Here are the marginal tax rates as estimated by Ed Prescott for the 1990s:
United Kingdom .44
United States .40
These figures include both income taxes and consumption taxes, such as the VAT. Both types of tax distort the consumption-leisure tradeoff (and the tradeoff between market work and home work).
If a person earns a dollar in the marketplace, she gets to consume 60 cents of goods and services in the United States, but only 41 cents in Germany and France, and 36 cents in Italy. These are large differences in incentives to work.
That's interesting, but I hope he will take the next step and show that the tax rates actually affect labor supply. I assume such papers exist or Greg wouldn't have made this claim, but I am unaware of the papers he has in mind and would like to take a look at them. The work I am aware of, e.g. work by two of Mankiw's colleagues at Harvard discussed a year ago by Paul Krugman in a column called "French Family Values," is not supportive of the assertion that tax rates matter:
I've been looking at a new study of international differences in working hours by Alberto Alesina and Edward Glaeser, at Harvard, and Bruce Sacerdote, at Dartmouth. The study's main point is that differences in government regulations, rather than culture (or taxes), explain why Europeans work less than Americans.
But the study also suggests that in this case, government regulations actually allow people to make a desirable tradeoff -- to modestly lower income in return for more time with friends and family -- the kind of deal an individual would find hard to negotiate. The authors write: ''It is hard to obtain more vacation for yourself from your employer and even harder, if you do, to coordinate with all your friends to get the same deal and go on vacation together.''
And they even offer some statistical evidence that working fewer hours makes Europeans happier, despite the loss of potential income.
It's not a definitive result, and as they note, the whole subject is ''politically charged.'' But let me make an observation: some of that political charge seems to have the wrong sign.
American conservatives despise European welfare states like France. Yet many of them stress the importance of ''family values.'' And whatever else you may say about French economic policies, they seem extremely supportive of the family as an institution. Senator Rick Santorum, are you reading this?
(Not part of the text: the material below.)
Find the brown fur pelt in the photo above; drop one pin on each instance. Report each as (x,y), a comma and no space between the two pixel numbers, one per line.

So, apparently the extra 19 cents per dollar French workers pay buys them something valuable, something more than worth the difference in taxes. Also, as noted on the original post on this, the 2003 paper is "Women in the Labour Force: How Well is Europe Doing?," by Christopher Pissarides, Pietro Garibaldi, Claudia Olivetti, Barbara Petrongolo and Etienne Wasmer does not support the hypothesis either (e.g the paper says "[W]ith some important exceptions, e.g., in the provision of subsidised child care, there are no clearcut correlations between female employment rates and measurable features of the welfare state. ..." contrary to the claims in the Mees project Syndicate article).